Convex versus concave. Even when the function is monotonic over the interesting domain, there's a big difference between linear, convex, and concave functions. Some disagreements with very smart people turned out to be over different assumptions regarding this second derivative: implicitly many people act as if the world is either linear or concave (assuming that the effect of adding 1 to 10 is bigger than the effect of adding 1 to 1000). As I pointed out in this post about network topologies and this post about models, combinatorics has a way of creating convexities. There's also a lot of s-shaped relationships in the world, but we'll leave those alone for now.

Functional form. As I illustrated in my post on long tails, two decreasing convex functions (the probability mass functions of the Poisson and Zipf distributions) can have very important differences. Empirical researchers are likely to care more about this than theoretical modelers, but once we reach the stage where we are discussing in these terms (and the group of people who can follow and participate in this discussion) arguments tend to be solved by mathematical inference or model calibration. In other words, leaving personal issues and inconvenient implications aside.

(Needless to say -- but I'll write it anyway -- this is the level of discussion I'd like to have when consequences are important. Alas, it's not very common; certainly not in the political or social sciences arena. In business and economics it's becoming more common and in STEM it's a foundation.)

Elaboration is still possible. I'll illustrate by noting that underlying assumptions (that I never made explicit, mind you) can come back to bite us in the gluteus maximus.

(Non-trivial statistics geekdom follows; skip till after the next picture to avoid some technical points about model building.)

Let's assume that we collect and store the data disaggregate by customer, so that $y_i$ is the quantity (not lift) bought by customer $i$; after all, we can always make aggregate data from disaggregate data but seldom can do the opposite. How would we analyze this data?

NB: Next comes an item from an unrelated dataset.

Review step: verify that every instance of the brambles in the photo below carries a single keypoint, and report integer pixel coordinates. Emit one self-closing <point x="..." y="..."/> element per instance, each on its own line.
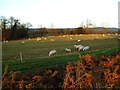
<point x="88" y="72"/>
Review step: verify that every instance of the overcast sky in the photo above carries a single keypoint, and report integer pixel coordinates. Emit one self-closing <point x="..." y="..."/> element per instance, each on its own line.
<point x="62" y="13"/>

First observation: expenditures per customer are greater than zero, always. But our model might predict, for some values of $\epsilon$ a negative prediction for $y_i$  times price (which is a positive number). So our model needs to be tweaked to take into account the hard bound at zero.

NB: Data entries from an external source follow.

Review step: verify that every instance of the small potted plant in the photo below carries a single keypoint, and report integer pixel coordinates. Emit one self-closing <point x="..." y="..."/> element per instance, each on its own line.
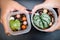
<point x="44" y="18"/>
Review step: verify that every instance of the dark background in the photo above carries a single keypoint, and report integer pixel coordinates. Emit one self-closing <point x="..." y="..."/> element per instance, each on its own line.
<point x="33" y="34"/>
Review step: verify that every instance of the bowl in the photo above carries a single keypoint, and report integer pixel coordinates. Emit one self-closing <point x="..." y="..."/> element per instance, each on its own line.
<point x="19" y="32"/>
<point x="36" y="24"/>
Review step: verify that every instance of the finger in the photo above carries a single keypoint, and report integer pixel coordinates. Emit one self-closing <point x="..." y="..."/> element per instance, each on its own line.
<point x="4" y="21"/>
<point x="53" y="28"/>
<point x="38" y="7"/>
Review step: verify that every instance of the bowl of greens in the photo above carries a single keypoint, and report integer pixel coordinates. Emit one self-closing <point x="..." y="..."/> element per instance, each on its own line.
<point x="44" y="18"/>
<point x="18" y="23"/>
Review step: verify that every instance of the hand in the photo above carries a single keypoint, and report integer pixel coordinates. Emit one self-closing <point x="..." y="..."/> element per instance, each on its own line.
<point x="54" y="4"/>
<point x="6" y="8"/>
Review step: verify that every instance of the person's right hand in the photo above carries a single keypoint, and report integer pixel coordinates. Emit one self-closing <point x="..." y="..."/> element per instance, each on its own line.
<point x="53" y="4"/>
<point x="6" y="8"/>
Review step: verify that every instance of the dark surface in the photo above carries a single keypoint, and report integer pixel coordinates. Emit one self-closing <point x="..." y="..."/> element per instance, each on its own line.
<point x="33" y="34"/>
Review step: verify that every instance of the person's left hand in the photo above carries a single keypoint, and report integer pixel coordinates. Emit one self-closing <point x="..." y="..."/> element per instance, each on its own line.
<point x="53" y="4"/>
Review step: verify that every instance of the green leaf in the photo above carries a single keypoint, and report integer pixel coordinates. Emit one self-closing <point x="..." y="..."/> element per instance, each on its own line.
<point x="15" y="24"/>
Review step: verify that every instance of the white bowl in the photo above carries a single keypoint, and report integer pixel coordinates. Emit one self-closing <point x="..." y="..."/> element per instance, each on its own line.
<point x="54" y="13"/>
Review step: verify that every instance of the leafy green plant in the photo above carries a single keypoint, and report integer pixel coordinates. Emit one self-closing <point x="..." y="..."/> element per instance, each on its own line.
<point x="15" y="24"/>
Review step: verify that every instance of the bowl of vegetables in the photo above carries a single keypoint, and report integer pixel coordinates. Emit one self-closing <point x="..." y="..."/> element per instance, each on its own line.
<point x="18" y="23"/>
<point x="44" y="18"/>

If ours were retail stores, where the data collected by the PoS scanners is only available for customers who buy something (in other words, we don't observe $y$ when $y=0$), we would have to use a technique called a censored regression; if we observe the zeros (like on a online retail site), then a model called Tobit will account for the pooling of the probability mass at zero.

Second observation: the number of units bought by any given customer is an integer; we keep treating it as a continuous quantity. Typically regression models and their variants like censored regression and Tobit assume that the stochastic disturbances are Normal variables. That would lead to possible $y_i = 1.35$, which is nonsensical in our new data: $y_i \in \{0,1,2,3,\ldots\}$.

Counting models, like a Poisson regression (which has its own assumptions) take the discreteness into account and correct the problems introduced by the continuity assumption. In olden days (when? the 50s?) these were hard models to estimate but now they are commonly included in statistical packages so there is no reason not to use them.

For illustration, here's what these models look like:

Illustrating model differences: OLS, Tobit, and Poisson




Conclusion - why is it so hard to explain these things?

Thinking quantitatively is like a super-power: where others know of phenomena, we know how much of a phenomenon.*

The problem is that this is not like a amplifier super-power, like telescopic vision is to vision, but rather an orthogonal super-power, like the ability to create multiple instances of oneself. It's hard to explain to people without the super-power (people who don't think in numbers, even though they're smart) and it's hard to understand their point of view.

Contrary to the tagline of the television show Numb3rs, not everyone thinks in numbers.

That's a pity.


-- -- -- --
* A tip of the hat to Dilbert creator Scott Adams, via Ilkka Kokkarinen's blog for pointing this out in a post which is now the opening chapter of his book.